Deadly Inflammation from Diet

Okay, I have to admit it, when Dr. Barry Sears and I were discussing obesity in terms of it being benign or malignant, with one being a non-issue and the other deadly, my eyes started to glaze over with all the scientific-mumbo-jumbo coming my way.

Not that I wasn't interested in what we were discussing - it was just that much was way over my head and too abstract to really grasp. But, that's what often happens when you talk to a doctor or scientist and aren't one yourself. He graciously did explain much of what he was saying in terms I understood when I asked him to and that helped a lot but still did not allow my brain to fully take it all in at that moment.

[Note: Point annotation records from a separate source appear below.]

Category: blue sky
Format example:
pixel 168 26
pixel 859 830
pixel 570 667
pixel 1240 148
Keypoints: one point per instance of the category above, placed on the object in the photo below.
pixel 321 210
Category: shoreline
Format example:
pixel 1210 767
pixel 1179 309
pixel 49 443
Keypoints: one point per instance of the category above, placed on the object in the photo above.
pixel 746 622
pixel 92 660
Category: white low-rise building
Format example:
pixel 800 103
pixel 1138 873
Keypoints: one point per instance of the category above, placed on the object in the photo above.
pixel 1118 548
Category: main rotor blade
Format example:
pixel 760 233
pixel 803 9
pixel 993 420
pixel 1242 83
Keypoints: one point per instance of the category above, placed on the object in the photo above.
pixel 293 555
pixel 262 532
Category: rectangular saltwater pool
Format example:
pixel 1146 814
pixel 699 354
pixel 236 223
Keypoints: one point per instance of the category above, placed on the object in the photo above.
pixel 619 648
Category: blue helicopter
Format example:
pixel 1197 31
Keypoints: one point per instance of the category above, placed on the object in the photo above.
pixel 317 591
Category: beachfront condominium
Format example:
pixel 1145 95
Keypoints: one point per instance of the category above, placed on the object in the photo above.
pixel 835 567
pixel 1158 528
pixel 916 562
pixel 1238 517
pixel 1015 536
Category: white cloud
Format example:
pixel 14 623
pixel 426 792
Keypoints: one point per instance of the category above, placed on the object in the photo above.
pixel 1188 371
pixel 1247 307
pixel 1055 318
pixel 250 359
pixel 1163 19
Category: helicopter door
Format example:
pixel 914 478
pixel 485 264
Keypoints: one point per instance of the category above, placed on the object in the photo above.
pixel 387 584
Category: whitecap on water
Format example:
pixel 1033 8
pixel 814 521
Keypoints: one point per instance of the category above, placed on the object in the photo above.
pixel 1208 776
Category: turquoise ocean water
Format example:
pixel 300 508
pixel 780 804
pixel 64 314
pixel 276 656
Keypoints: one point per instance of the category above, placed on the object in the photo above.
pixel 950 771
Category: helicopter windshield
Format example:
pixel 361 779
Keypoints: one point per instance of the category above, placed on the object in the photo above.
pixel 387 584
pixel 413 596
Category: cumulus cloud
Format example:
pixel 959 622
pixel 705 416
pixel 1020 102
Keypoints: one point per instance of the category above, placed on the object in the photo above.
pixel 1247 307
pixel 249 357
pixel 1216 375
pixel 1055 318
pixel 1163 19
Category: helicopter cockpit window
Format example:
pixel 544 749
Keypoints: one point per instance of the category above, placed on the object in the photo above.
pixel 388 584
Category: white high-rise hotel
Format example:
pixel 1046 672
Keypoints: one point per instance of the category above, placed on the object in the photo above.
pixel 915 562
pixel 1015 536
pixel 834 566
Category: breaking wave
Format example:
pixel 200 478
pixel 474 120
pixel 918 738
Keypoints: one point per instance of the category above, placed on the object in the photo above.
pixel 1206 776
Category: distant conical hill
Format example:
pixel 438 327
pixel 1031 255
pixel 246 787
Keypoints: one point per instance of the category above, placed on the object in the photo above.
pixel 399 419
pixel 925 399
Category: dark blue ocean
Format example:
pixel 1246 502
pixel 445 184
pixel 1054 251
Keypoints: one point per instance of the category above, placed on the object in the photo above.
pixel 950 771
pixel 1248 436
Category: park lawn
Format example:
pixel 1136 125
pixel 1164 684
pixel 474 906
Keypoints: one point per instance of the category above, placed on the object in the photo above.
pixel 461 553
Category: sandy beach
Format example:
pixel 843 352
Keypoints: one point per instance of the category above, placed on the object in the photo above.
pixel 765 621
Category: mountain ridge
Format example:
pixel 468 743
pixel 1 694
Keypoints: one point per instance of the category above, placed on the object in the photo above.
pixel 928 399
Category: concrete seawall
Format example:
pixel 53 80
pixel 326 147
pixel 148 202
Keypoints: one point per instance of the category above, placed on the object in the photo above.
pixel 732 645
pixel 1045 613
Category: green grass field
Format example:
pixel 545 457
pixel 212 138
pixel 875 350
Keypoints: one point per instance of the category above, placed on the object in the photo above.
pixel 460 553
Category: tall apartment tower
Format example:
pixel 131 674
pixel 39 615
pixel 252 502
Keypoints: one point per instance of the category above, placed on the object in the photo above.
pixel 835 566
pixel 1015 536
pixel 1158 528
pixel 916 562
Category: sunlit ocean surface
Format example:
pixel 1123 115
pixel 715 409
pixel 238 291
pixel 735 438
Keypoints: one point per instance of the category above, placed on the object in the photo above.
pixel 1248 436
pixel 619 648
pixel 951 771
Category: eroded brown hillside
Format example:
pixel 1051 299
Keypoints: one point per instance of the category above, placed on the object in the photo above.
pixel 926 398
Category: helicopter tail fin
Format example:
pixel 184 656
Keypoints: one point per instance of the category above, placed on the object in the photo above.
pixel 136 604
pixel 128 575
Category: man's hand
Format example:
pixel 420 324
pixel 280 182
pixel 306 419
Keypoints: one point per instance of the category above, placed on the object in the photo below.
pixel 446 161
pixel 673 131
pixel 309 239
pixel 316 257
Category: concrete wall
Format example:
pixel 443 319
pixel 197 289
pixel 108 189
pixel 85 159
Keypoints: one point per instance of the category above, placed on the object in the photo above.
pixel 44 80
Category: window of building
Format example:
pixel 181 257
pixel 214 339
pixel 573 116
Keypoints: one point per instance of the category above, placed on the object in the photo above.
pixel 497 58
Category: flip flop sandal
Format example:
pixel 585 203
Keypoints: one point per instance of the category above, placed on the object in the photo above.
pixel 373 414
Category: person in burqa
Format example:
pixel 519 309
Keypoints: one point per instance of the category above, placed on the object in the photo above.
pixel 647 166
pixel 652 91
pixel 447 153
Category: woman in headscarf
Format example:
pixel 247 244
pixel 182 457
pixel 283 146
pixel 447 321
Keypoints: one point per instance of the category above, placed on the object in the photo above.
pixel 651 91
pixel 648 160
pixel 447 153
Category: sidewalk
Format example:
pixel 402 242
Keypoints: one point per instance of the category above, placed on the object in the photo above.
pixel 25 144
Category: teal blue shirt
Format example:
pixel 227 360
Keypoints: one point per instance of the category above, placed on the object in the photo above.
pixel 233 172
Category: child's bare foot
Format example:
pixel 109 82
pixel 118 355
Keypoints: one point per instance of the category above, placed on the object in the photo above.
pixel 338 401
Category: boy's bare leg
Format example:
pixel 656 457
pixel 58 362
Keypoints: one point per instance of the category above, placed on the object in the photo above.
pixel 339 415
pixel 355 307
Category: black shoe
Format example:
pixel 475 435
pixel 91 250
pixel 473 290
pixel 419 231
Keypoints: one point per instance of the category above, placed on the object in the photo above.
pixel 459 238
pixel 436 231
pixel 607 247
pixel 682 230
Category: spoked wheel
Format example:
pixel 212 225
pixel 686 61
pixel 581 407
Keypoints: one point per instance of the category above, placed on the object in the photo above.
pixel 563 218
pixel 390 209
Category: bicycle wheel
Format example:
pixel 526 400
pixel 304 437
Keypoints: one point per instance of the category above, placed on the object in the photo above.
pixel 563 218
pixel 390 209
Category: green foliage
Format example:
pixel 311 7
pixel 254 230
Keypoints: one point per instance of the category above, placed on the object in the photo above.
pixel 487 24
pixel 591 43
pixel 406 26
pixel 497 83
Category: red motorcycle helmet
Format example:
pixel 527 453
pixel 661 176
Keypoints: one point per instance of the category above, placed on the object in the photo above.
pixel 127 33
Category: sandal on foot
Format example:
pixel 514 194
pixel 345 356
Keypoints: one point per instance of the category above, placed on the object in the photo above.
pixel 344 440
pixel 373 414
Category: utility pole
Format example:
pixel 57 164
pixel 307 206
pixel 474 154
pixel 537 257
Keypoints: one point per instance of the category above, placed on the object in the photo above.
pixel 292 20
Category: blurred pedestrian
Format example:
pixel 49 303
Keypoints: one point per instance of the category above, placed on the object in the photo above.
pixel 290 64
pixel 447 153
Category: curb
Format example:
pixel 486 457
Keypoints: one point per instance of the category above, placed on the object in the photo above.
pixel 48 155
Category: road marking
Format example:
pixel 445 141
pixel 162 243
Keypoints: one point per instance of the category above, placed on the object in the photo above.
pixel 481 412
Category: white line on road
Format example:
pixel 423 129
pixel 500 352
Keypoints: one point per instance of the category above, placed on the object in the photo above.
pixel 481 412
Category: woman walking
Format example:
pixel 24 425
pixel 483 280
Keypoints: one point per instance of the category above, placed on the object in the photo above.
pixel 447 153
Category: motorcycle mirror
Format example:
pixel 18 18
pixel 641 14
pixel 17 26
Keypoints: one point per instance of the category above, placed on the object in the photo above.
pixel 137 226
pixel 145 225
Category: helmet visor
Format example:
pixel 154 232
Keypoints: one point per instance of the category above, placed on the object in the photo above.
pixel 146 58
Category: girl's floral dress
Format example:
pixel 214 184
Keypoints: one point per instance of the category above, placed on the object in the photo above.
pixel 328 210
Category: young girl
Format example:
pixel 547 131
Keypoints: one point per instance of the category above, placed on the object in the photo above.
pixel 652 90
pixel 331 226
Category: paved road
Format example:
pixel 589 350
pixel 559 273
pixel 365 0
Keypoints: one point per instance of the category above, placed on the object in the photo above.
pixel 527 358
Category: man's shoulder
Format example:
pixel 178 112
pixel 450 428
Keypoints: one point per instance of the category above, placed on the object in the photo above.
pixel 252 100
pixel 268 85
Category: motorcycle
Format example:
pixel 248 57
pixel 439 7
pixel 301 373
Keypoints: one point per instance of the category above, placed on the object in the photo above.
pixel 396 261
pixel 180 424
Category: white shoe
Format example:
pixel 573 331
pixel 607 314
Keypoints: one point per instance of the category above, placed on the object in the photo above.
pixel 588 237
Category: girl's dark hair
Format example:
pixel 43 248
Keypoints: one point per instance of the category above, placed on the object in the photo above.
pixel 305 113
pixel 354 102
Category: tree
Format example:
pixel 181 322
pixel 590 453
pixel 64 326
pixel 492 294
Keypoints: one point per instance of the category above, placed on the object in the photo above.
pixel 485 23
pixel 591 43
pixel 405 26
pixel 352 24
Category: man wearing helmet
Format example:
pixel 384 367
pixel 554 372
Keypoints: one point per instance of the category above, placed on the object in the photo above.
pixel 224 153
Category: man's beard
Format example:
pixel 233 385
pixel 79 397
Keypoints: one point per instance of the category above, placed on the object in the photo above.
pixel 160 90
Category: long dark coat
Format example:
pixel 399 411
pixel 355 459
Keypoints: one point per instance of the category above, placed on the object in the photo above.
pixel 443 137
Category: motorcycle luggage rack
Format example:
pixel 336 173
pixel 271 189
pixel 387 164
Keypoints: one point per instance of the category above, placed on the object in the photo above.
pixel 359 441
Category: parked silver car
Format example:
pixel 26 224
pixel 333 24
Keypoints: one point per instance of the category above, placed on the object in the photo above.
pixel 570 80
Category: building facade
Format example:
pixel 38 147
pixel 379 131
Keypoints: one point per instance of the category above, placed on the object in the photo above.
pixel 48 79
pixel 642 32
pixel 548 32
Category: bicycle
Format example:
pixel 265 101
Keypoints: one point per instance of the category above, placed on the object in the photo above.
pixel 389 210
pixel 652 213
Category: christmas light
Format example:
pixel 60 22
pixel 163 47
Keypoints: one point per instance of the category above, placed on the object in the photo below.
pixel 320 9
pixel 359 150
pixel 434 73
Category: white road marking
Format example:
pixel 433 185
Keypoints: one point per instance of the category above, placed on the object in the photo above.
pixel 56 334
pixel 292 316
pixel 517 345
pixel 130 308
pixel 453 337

Sometimes you just need some time to let it all sink in, do some additional reading to grasp what you've been given for knowledge and ask questions of those who do understand what was said. Now, with a couple of weeks since that conversation, with my brain mulling over much of what he had to say about the role of inflammation in the process of making obesity "malignant" - I'm now convinced he's onto something. He might not have it all right, but he's definitely onto something important in our understanding of how obesity can turn deadly when the environment is right.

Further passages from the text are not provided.